Zuidnederlands Woordenboek

Walter De Clerck (1981)

Gepubliceerd op 03-02-2023

werk

betekenis & definitie

In versch. toep., veelal als gall. (ter vert. van fr. travaux): verboden op de werken te komen, verboden het (bouw)werk te betreden; als waarschuwing op autowegen e.d., in ’t mv.: werken, werk in uitvoering; - te werk gaan, tekeergaan, veel drukte maken, veel misbaar maken enz. (in de standaardt. wel: handelen).

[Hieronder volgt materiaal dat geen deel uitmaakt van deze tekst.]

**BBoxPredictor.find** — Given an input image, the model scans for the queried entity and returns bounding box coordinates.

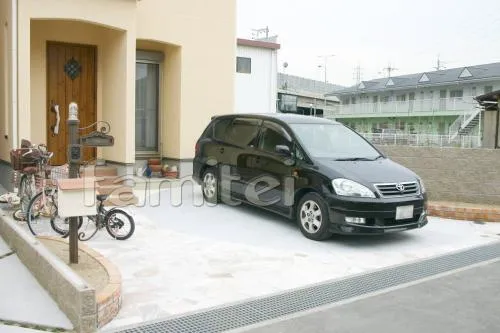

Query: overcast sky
[237,0,500,86]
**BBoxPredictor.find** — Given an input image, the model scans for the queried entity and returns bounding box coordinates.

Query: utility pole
[352,63,363,85]
[318,54,335,117]
[383,63,398,77]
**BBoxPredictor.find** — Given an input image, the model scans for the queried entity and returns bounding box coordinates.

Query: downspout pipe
[11,0,19,149]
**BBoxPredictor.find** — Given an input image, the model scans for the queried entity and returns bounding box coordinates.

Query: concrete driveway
[84,187,500,328]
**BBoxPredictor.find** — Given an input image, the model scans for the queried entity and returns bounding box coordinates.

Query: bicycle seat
[96,194,109,202]
[23,167,38,175]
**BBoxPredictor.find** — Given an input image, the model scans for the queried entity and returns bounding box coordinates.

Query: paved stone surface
[233,261,500,333]
[0,236,11,257]
[0,254,73,332]
[0,324,42,333]
[82,188,500,328]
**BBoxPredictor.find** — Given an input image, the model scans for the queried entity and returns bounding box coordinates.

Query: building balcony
[330,96,477,118]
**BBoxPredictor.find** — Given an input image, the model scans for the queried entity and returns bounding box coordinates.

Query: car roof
[212,113,339,124]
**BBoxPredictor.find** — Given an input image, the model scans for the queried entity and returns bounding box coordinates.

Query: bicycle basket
[10,149,38,172]
[50,164,69,179]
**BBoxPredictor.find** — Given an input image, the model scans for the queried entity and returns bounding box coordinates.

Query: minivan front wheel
[297,193,332,241]
[201,168,219,204]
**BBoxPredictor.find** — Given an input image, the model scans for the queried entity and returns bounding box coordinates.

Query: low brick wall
[40,237,122,328]
[0,216,97,333]
[428,201,500,222]
[378,146,500,205]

Sam.: werkgebrek, het ontbreken van werkgelegenheid, werkeloosheid (Kwam de oorlog nog niet, dan bleef daar nog altijd het werkgebrek, BIJDEKERKE 1948, 291);

- werkintensief, arbeidsintensief (Wie heeft er eigenlijk baat bij de miljarden kostende en weinig werkintensieve aanleg van de wachtkommen, met de vooral energie verslindende, grondverplaatsingen? Gazet v. Antw. 1/8/1980);
- werkongeval, arbeidsongeval, bedrijfsongeval;
- werkpost, m. betr. t. pers.: arbeidsplaats, formatieplaats; m. betr. t. het bedrijf enz.: werkplaats (Dat het aantal en de ernst van de arbeidsongevallen elk jaar daalt, is in hoofdzaak het gevolg van de voortdurende, en door de wet verplichte, inspanning om de werkpost, het werkmilieu, beter aan te passen aan de mens, Voetgangers 1978, 2);
- werkrechter (Wdl.). (Belg.) ben. voor de rechter die uitspraak doet in arbeidsgeschillen; hierbij: werkrechtersraad (Wdl.), naast de off. ben.: arbeidsgerecht; in Nederl.: Raad van Arbeid.